You’ve probably heard of Senioritis, but what about Sophomore Slump? The time when the novelty of being a college student starts to wear off. The mood of sophomore year contrasts with freshman year so drastically that students start to feel stuck.

Freshman year of college can be summarized in one word: exhilarating. New students are introduced to countless opportunities for personal and academic exploration. It’s a time of excitement that starts long before actually stepping foot on campus. A rising college freshman spends the summer anticipating what is to come. They’re making Pinterest boards to find the perfect style that they want for their room and watching as many videos as they can on YouTube to learn what “dorm life” is actually like. They’re trying to sleuth out the real identity of their roommate and nervous about sharing a space. They’re worried about getting lost on campus on the first day of classes.

When their first semester starts, every experience is new. Everything is exciting. It stays this way for the entire year as they check off a series of “college firsts” they never thought of before, from pulling an all-nighter in the library to finish an assignment to accidentally sleeping through an alarm and having to go to class in pajamas.

Freshmen end the year with enough stories to write their own guidebooks, each learning different lessons from their first two semesters at university. All college journeys are different, but most freshmen end the year feeling ready and eager for the next to start. What no freshman is ever really prepared for is what comes after, when the novelty of being a college student starts to wear off, also known as The Sophomore Slump.

Enter the rising sophomore, a student still excited about what is going to unfold throughout the academic year, but not feeling the hype of returning to college as much as before.  Most sophomores have a solid grasp on what to expect. They know their way around campus, they have a group of friends, they either know how to handle living in a dorm or now have an apartment off campus.
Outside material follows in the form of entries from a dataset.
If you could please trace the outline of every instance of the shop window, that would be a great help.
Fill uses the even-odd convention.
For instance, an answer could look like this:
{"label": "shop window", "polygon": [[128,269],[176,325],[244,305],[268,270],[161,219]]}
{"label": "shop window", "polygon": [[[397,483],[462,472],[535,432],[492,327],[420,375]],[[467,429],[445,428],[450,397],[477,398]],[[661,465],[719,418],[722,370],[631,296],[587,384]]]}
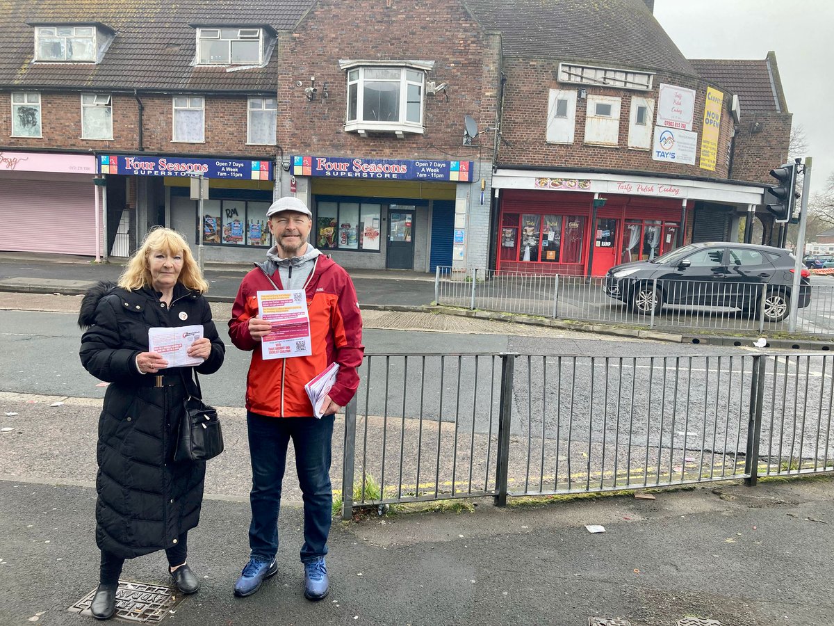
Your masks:
{"label": "shop window", "polygon": [[319,201],[315,246],[319,250],[378,252],[382,204]]}
{"label": "shop window", "polygon": [[12,93],[12,136],[42,136],[40,93]]}
{"label": "shop window", "polygon": [[264,58],[261,28],[198,28],[198,65],[260,65]]}
{"label": "shop window", "polygon": [[188,144],[205,141],[205,99],[193,96],[173,98],[173,139]]}
{"label": "shop window", "polygon": [[651,260],[677,247],[680,225],[658,220],[628,220],[623,233],[620,263]]}
{"label": "shop window", "polygon": [[81,94],[81,139],[113,139],[113,103],[109,94]]}
{"label": "shop window", "polygon": [[247,144],[275,145],[278,101],[274,98],[250,98],[247,121]]}
{"label": "shop window", "polygon": [[95,63],[94,26],[43,26],[35,28],[35,60]]}
{"label": "shop window", "polygon": [[636,150],[651,148],[651,120],[655,116],[655,101],[648,98],[631,98],[629,117],[628,147]]}
{"label": "shop window", "polygon": [[203,243],[269,247],[268,202],[203,201]]}
{"label": "shop window", "polygon": [[500,230],[500,260],[581,263],[585,218],[507,213]]}
{"label": "shop window", "polygon": [[550,89],[547,111],[547,142],[573,144],[576,125],[576,92]]}
{"label": "shop window", "polygon": [[343,64],[348,73],[346,131],[423,132],[426,68]]}
{"label": "shop window", "polygon": [[620,135],[620,98],[588,96],[585,143],[615,146]]}

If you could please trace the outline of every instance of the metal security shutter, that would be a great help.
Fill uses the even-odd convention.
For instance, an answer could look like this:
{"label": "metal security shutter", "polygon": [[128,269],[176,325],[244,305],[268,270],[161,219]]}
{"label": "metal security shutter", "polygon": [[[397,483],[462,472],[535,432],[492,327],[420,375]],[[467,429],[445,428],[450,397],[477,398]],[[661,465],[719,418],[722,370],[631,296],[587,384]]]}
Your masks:
{"label": "metal security shutter", "polygon": [[0,179],[0,250],[95,256],[92,181]]}
{"label": "metal security shutter", "polygon": [[726,241],[731,217],[726,209],[698,208],[692,225],[692,243]]}
{"label": "metal security shutter", "polygon": [[455,240],[455,203],[435,200],[431,211],[431,250],[429,271],[452,265],[452,245]]}

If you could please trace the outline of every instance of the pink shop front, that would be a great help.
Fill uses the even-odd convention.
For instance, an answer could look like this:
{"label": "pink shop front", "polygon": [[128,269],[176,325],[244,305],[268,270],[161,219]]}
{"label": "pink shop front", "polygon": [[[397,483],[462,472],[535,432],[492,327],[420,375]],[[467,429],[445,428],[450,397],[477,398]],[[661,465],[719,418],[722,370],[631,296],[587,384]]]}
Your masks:
{"label": "pink shop front", "polygon": [[0,152],[0,250],[100,256],[95,174],[92,154]]}

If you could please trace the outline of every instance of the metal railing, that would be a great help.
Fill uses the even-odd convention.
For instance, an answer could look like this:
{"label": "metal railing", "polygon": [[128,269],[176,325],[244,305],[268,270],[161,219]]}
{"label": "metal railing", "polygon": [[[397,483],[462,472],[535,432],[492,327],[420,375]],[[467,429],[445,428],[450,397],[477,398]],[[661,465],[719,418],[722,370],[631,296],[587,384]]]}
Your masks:
{"label": "metal railing", "polygon": [[[787,331],[790,287],[759,282],[586,277],[438,267],[435,302],[648,328]],[[802,285],[796,331],[834,334],[834,285]]]}
{"label": "metal railing", "polygon": [[359,373],[345,517],[834,470],[832,355],[369,355]]}

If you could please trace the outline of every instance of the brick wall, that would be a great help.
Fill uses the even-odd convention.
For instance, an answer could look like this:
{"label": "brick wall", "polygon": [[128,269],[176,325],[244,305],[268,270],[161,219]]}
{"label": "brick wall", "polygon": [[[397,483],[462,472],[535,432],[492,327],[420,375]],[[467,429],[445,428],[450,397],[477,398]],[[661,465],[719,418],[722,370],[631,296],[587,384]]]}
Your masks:
{"label": "brick wall", "polygon": [[[239,154],[272,157],[274,146],[246,145],[247,98],[205,99],[205,143],[173,143],[172,96],[141,96],[144,111],[143,144],[148,152],[174,154]],[[0,115],[0,145],[14,149],[96,150],[138,149],[138,105],[132,94],[113,95],[113,140],[81,139],[78,93],[42,92],[42,139],[12,137],[10,115]],[[0,110],[11,111],[11,95],[0,93]]]}
{"label": "brick wall", "polygon": [[[725,93],[725,104],[721,109],[721,130],[718,142],[718,158],[716,170],[701,169],[698,166],[701,158],[701,138],[703,131],[704,103],[706,83],[694,78],[667,75],[662,72],[655,74],[651,92],[613,89],[589,85],[559,83],[559,62],[548,59],[505,58],[504,112],[501,135],[502,142],[498,162],[502,166],[530,165],[541,168],[600,168],[622,169],[652,174],[676,174],[687,176],[726,178],[727,145],[731,129],[731,116],[727,110],[730,96]],[[658,86],[661,83],[685,87],[696,90],[693,131],[698,134],[698,149],[695,165],[686,165],[666,161],[656,161],[650,150],[636,150],[628,148],[629,115],[631,97],[651,98],[657,105]],[[618,147],[602,147],[585,144],[586,100],[577,99],[574,143],[570,145],[548,144],[545,140],[547,129],[548,94],[551,88],[578,90],[585,88],[588,95],[604,95],[620,98],[620,134]],[[651,120],[652,123],[654,120]]]}
{"label": "brick wall", "polygon": [[787,159],[791,114],[748,114],[741,105],[741,123],[736,134],[732,163],[734,179],[774,184],[773,168]]}
{"label": "brick wall", "polygon": [[[461,145],[464,116],[472,115],[481,129],[495,125],[498,38],[485,35],[459,3],[391,0],[390,8],[388,3],[322,0],[279,43],[278,143],[288,154],[477,159],[477,147]],[[425,134],[398,139],[394,134],[344,132],[347,80],[340,58],[434,61],[428,79],[449,88],[425,96]],[[319,93],[328,83],[328,99],[307,100],[304,88],[311,76]],[[483,135],[483,157],[491,157],[490,136]]]}

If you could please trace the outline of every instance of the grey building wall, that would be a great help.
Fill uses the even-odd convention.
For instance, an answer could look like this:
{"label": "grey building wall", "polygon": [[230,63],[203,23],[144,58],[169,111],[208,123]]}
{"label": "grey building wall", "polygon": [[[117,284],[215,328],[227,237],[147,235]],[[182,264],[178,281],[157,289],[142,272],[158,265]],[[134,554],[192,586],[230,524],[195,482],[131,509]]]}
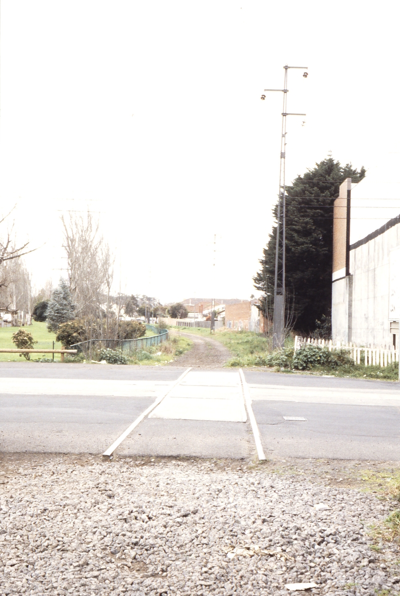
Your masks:
{"label": "grey building wall", "polygon": [[390,322],[399,315],[393,304],[400,299],[392,280],[400,269],[399,247],[398,218],[350,246],[350,275],[332,284],[334,341],[392,345]]}

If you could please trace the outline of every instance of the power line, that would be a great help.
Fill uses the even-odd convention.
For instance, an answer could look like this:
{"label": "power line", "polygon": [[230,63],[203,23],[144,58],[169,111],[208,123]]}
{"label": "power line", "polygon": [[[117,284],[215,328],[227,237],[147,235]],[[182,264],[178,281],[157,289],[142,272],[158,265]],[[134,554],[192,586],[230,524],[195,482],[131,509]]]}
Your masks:
{"label": "power line", "polygon": [[[273,329],[273,347],[282,347],[284,341],[285,294],[285,260],[286,260],[286,190],[285,180],[286,156],[286,117],[288,116],[305,116],[287,111],[288,71],[289,69],[304,70],[303,76],[307,79],[308,73],[307,66],[288,66],[286,64],[283,89],[264,89],[264,92],[279,91],[283,94],[282,109],[282,129],[280,137],[280,163],[279,166],[279,193],[278,194],[278,212],[277,217],[276,249],[275,251],[275,278],[274,282],[274,320]],[[261,99],[265,100],[262,94]]]}

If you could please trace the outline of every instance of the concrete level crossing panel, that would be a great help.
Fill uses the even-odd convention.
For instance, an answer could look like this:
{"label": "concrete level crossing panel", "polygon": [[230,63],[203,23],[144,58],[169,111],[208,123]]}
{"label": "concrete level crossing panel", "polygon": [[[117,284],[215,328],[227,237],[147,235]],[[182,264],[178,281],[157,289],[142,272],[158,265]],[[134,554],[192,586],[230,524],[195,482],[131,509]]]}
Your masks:
{"label": "concrete level crossing panel", "polygon": [[149,418],[245,422],[239,373],[190,371]]}

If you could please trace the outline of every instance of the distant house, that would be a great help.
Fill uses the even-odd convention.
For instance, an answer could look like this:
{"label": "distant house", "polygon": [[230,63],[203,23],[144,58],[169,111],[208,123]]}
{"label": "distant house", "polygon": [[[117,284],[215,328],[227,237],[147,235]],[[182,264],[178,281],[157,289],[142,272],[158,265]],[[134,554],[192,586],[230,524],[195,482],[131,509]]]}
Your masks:
{"label": "distant house", "polygon": [[225,316],[226,304],[237,304],[242,302],[239,298],[187,298],[182,300],[182,303],[188,311],[188,319],[206,319],[211,315],[211,310],[214,309],[217,313],[217,319],[221,320]]}
{"label": "distant house", "polygon": [[260,330],[260,311],[257,300],[241,300],[235,304],[225,305],[225,327],[246,331]]}
{"label": "distant house", "polygon": [[398,347],[400,186],[347,178],[333,207],[332,337]]}

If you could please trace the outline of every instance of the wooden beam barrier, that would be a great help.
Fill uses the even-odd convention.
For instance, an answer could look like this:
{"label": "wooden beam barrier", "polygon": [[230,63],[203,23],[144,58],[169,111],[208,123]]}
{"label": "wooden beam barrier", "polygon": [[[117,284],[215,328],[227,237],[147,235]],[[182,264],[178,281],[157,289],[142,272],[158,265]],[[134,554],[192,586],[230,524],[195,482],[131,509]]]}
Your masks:
{"label": "wooden beam barrier", "polygon": [[61,354],[61,358],[60,359],[62,362],[64,362],[64,354],[77,354],[78,352],[77,350],[18,350],[18,348],[10,348],[10,349],[7,349],[5,348],[0,349],[0,353],[14,353],[14,354]]}

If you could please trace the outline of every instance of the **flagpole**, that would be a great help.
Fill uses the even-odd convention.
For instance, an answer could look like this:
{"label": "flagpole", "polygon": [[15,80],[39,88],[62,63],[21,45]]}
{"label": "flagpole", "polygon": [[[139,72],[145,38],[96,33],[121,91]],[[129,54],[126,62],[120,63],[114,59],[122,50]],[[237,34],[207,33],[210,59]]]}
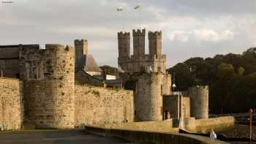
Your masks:
{"label": "flagpole", "polygon": [[140,24],[140,4],[137,4],[135,7],[135,10],[136,10],[137,9],[139,9],[138,10],[139,11],[139,24]]}
{"label": "flagpole", "polygon": [[[121,17],[124,17],[124,14],[123,14],[123,7],[117,7],[117,11],[118,12],[121,12],[121,14],[120,15]],[[123,31],[124,32],[124,19],[121,18],[121,20],[122,20],[122,27],[123,27]]]}
{"label": "flagpole", "polygon": [[139,8],[139,20],[140,20],[140,8]]}

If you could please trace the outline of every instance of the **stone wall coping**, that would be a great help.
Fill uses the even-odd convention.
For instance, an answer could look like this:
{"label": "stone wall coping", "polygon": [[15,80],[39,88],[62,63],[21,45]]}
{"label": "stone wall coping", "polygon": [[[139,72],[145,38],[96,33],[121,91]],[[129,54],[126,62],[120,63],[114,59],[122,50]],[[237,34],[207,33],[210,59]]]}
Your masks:
{"label": "stone wall coping", "polygon": [[[211,140],[209,137],[200,136],[200,135],[194,135],[189,134],[180,134],[180,133],[173,133],[173,132],[157,132],[157,131],[138,131],[138,130],[131,130],[131,129],[108,129],[104,126],[91,126],[91,125],[86,125],[85,130],[88,132],[105,135],[105,136],[114,136],[119,138],[123,138],[127,140],[132,141],[140,141],[140,142],[151,142],[156,143],[162,143],[162,144],[169,144],[172,143],[173,141],[176,142],[176,143],[178,144],[186,144],[187,143],[194,143],[194,144],[228,144],[229,143],[223,142],[220,140]],[[125,134],[125,133],[129,133],[129,134]],[[149,137],[146,138],[147,141],[145,141],[146,138],[143,137],[136,137],[136,134],[140,136]],[[168,137],[165,138],[167,135],[170,135],[171,137]],[[160,137],[161,140],[158,140],[157,142],[156,137]],[[184,141],[181,140],[181,137],[184,137]],[[182,139],[182,138],[181,138]]]}
{"label": "stone wall coping", "polygon": [[91,85],[81,85],[81,84],[75,84],[75,88],[76,86],[84,86],[84,87],[89,87],[91,88],[102,88],[102,89],[107,89],[107,90],[111,90],[111,91],[127,91],[127,92],[132,92],[133,91],[132,90],[127,90],[124,88],[104,88],[102,86],[91,86]]}
{"label": "stone wall coping", "polygon": [[22,80],[18,79],[18,78],[12,78],[12,77],[0,77],[0,79],[4,79],[4,80],[14,80],[23,81]]}

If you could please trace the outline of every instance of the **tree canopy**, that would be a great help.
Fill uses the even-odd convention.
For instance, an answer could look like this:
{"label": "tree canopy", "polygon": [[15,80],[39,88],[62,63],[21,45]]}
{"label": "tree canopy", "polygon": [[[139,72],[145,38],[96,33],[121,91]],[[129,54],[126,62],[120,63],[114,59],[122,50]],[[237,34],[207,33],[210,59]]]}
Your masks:
{"label": "tree canopy", "polygon": [[256,108],[255,53],[191,58],[167,71],[175,77],[178,91],[208,85],[211,113],[244,113]]}

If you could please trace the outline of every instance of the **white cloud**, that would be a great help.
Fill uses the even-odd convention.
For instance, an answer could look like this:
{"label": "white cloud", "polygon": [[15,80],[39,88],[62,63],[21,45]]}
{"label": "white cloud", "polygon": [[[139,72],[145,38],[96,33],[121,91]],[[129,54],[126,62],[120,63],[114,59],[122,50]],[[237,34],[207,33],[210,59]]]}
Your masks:
{"label": "white cloud", "polygon": [[221,32],[217,32],[213,29],[195,29],[193,31],[175,31],[169,34],[171,41],[180,41],[183,42],[192,41],[214,42],[232,40],[235,34],[230,30],[225,30]]}
{"label": "white cloud", "polygon": [[206,42],[219,42],[223,40],[230,40],[234,38],[234,34],[229,30],[222,32],[217,32],[213,29],[197,29],[189,32],[195,39]]}

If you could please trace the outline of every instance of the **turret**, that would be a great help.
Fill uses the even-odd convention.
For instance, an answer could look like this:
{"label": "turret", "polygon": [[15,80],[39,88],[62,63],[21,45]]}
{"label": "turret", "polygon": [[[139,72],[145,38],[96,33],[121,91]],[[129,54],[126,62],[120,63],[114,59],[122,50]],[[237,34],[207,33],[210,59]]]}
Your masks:
{"label": "turret", "polygon": [[124,59],[129,57],[130,37],[129,32],[122,31],[118,33],[118,59]]}
{"label": "turret", "polygon": [[75,124],[75,48],[47,44],[23,48],[25,116],[36,129],[72,129]]}
{"label": "turret", "polygon": [[145,56],[145,34],[146,29],[132,30],[133,56],[135,58],[143,58]]}
{"label": "turret", "polygon": [[86,39],[75,39],[75,67],[83,67],[81,59],[84,57],[84,55],[88,54],[88,42]]}
{"label": "turret", "polygon": [[208,87],[197,86],[189,88],[191,116],[195,118],[208,118]]}
{"label": "turret", "polygon": [[162,31],[148,32],[149,56],[160,57],[162,54]]}
{"label": "turret", "polygon": [[157,72],[138,77],[135,91],[135,121],[157,121],[162,120],[162,75]]}

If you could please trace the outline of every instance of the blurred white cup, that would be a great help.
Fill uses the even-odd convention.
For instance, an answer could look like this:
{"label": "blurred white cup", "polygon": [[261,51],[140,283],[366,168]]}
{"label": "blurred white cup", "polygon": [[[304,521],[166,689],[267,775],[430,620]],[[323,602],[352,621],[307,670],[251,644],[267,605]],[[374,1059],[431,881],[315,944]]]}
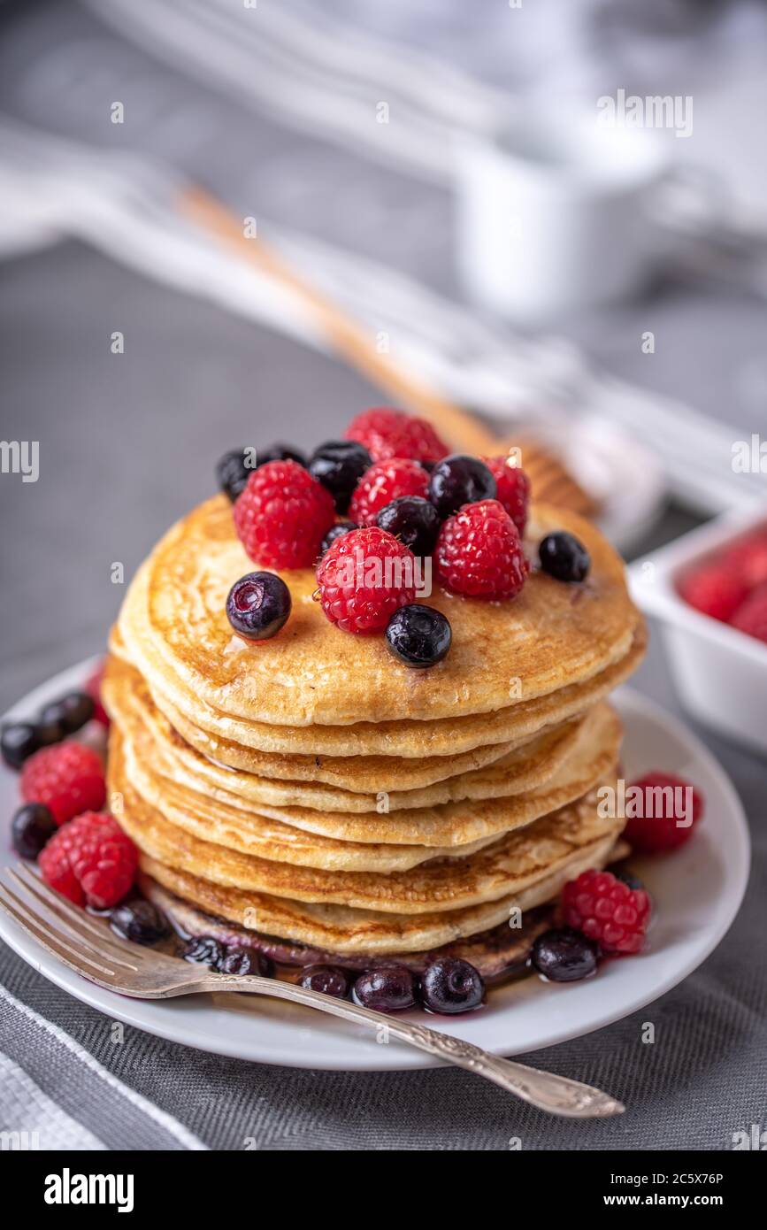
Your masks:
{"label": "blurred white cup", "polygon": [[527,114],[456,144],[457,260],[471,296],[519,321],[622,299],[669,242],[658,132]]}

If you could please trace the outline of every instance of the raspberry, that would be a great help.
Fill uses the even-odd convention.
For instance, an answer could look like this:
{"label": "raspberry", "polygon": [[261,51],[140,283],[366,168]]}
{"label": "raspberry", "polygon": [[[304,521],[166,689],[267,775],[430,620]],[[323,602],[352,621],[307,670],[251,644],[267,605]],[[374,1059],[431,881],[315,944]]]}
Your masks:
{"label": "raspberry", "polygon": [[106,708],[101,704],[101,680],[103,679],[104,667],[106,667],[106,658],[102,659],[98,663],[98,665],[96,667],[96,670],[93,672],[93,674],[91,675],[91,678],[86,683],[84,691],[86,691],[87,695],[93,701],[93,706],[95,706],[95,708],[93,708],[93,721],[101,722],[102,726],[108,726],[109,724],[109,715],[107,713]]}
{"label": "raspberry", "polygon": [[729,565],[717,561],[683,576],[678,592],[696,610],[726,624],[747,595],[749,587]]}
{"label": "raspberry", "polygon": [[364,444],[374,461],[388,458],[439,461],[450,451],[425,418],[413,418],[401,410],[384,407],[365,410],[353,418],[345,437]]}
{"label": "raspberry", "polygon": [[376,461],[365,470],[360,478],[352,503],[349,517],[358,525],[374,525],[376,514],[401,496],[420,496],[425,498],[429,488],[429,475],[407,458],[392,458],[391,461]]}
{"label": "raspberry", "polygon": [[767,583],[767,533],[757,530],[733,542],[722,552],[722,560],[750,588]]}
{"label": "raspberry", "polygon": [[516,526],[497,499],[463,504],[449,517],[434,560],[440,584],[470,598],[515,598],[527,576]]}
{"label": "raspberry", "polygon": [[595,940],[604,953],[629,956],[644,947],[650,898],[610,871],[584,871],[562,889],[564,921]]}
{"label": "raspberry", "polygon": [[731,624],[758,641],[767,641],[767,584],[760,585],[746,598],[735,611]]}
{"label": "raspberry", "polygon": [[267,461],[253,470],[234,515],[251,560],[268,568],[310,568],[336,520],[336,506],[297,461]]}
{"label": "raspberry", "polygon": [[328,547],[317,568],[320,601],[344,632],[382,632],[415,597],[415,556],[371,526],[350,530]]}
{"label": "raspberry", "polygon": [[44,803],[57,824],[103,807],[106,798],[103,765],[82,743],[41,748],[25,763],[20,785],[25,802]]}
{"label": "raspberry", "polygon": [[482,458],[498,487],[498,501],[504,506],[516,525],[520,538],[527,523],[530,478],[517,465],[509,465],[508,458]]}
{"label": "raspberry", "polygon": [[139,855],[113,815],[84,812],[54,833],[37,861],[63,897],[106,910],[133,887]]}
{"label": "raspberry", "polygon": [[[623,835],[634,850],[639,854],[675,850],[692,836],[693,825],[703,814],[703,800],[690,782],[674,774],[650,772],[632,782],[629,788],[642,791],[640,798],[627,798],[626,807],[628,820]],[[688,790],[692,795],[686,793]],[[685,814],[688,802],[692,820]]]}

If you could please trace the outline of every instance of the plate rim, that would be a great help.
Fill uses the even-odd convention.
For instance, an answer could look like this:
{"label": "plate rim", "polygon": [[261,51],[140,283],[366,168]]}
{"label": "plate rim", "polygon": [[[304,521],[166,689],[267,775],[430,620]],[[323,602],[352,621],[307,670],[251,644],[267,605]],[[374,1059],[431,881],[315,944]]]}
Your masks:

When the semester starts they’re able to fall into a routine rather quickly, stuck in an academic limbo between general education classes and core major classes. Juggling classes and trying to have a social life is challenging, but not new. Football games are exciting, but not new. Exploring College Town is fun, but not new.

Going from freshman year, a storm of constant exploration to knowing, for the most part, what to expect gives you whiplash.  Classes start to get harder, planning to hang out with your old friends gets more difficult at you don’t all live on the heart of campus and you probably have more financial responsibility than the year before. 

Sophomore year is when college starts to become stressful, in more than just the “my deadline for this assignment is way too close to today’s date and I haven’t even started it yet” type of way. 

If you’re experiencing Sophomore Slump, don’t worry, your friends probably are too, and there are ways to combat it.

Courtesy: Her Campus

1. Make time to hang out with friends

As sophomore year progresses, class and homework will take up more time.  If you’re feeling buried, dig yourself out for at least an hour. Don’t let school completely consume you. How you’re feeling is just as important as what you’re learning. Being around other people who make you happy and who understand the struggle will make an immense difference in your mood.

2. Explore places you have not been yet

If “been there, done that” is becoming your catchphrase it’s time to stop using the places you know as a crutch. Feeling comfortable and having a routine is a great accomplishment, but it should not make you stagnant. Instead of going to your favorite place to eat before class, try someplace new. Instead of going to your usual study spot in the library, try studying outside or at a coffee shop. It will make all the difference.

3. Get involved with something new on campus 

Freshman year you probably found clubs and extracurricular that you enjoy, but just because your first year at school is over it doesn’t mean you’re not allowed to look into new ones.  Join a club that aligns with one of your hobbies, not your major, to meet new people and have fun.

Even though the era of freshman year is over you can still explore all that being a college student has to offer.